Interpolymer complexation of a polymer brush

Sammanfattning: Controllable macromolecular gating between nanoscopic compartments is of high interest for single molecule studies of biological macromolecules. By definition, a good macromolecular gate should completely stop biomolecules, such as proteins, from crossing between compartments in its closed state while letting them pass in its open state. Polymer brushes of poly(ethylene glycol) have been proven excellent barriers for proteins in previous work, but are limited in terms of stimuli-responsive behaviour needed for macromolecular gating.
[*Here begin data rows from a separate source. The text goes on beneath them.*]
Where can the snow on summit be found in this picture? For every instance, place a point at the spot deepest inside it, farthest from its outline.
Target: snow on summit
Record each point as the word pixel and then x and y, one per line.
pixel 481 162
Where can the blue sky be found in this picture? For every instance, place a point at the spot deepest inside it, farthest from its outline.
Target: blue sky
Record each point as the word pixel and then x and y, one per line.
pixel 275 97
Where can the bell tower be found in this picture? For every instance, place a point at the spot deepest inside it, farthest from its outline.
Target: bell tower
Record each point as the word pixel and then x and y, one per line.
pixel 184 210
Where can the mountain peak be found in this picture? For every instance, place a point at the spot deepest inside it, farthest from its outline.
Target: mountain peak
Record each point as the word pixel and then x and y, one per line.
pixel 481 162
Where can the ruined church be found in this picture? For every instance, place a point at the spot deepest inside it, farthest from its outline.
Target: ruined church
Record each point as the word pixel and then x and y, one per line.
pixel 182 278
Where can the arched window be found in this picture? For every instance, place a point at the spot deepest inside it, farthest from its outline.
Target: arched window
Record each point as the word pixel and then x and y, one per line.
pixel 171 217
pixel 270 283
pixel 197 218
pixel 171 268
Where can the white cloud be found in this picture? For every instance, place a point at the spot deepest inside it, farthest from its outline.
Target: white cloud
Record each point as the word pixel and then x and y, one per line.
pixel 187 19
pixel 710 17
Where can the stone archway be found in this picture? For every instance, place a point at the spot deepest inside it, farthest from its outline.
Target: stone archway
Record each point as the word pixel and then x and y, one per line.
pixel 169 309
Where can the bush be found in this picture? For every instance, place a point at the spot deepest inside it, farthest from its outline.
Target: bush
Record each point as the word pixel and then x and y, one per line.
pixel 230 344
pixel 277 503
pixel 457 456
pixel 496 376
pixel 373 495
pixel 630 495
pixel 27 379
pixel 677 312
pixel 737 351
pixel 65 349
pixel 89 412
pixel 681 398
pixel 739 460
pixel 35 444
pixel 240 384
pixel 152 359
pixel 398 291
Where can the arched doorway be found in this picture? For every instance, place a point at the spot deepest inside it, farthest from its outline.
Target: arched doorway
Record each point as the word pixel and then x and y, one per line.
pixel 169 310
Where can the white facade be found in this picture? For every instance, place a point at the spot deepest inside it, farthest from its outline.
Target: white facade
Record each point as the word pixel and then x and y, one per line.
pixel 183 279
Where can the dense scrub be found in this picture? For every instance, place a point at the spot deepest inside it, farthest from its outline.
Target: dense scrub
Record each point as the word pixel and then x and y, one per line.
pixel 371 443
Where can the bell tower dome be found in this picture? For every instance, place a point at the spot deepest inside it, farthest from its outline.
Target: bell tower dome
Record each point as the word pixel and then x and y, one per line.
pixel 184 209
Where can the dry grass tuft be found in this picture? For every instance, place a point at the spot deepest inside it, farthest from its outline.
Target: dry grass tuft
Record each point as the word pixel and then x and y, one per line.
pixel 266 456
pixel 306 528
In this thesis work, the pH reversible interpolymer complexation between a poly(ethylene glycol) brush and poly(methacrylic acid) was investigated as a potential macromolecular gating mechanism. Conclusions were based on the evaluation of the resulting surface complex using three surface sensitive characterisation techniques. Upon complexing at low pH, the polymer layer was found to adopt a shrunken state with significant behavioural changes, while completely reversing back to its initial state after a neutral pH had been introduced. This pH reversible interaction show great promise as a pH controlled macromolecular gating mechanism and calls for further studies with suitable nanostructures. To this end, the fabrication and properties of a new solid-state nanopore device is also presented, together with the direction needed for future work towards a new macromolecular gating system.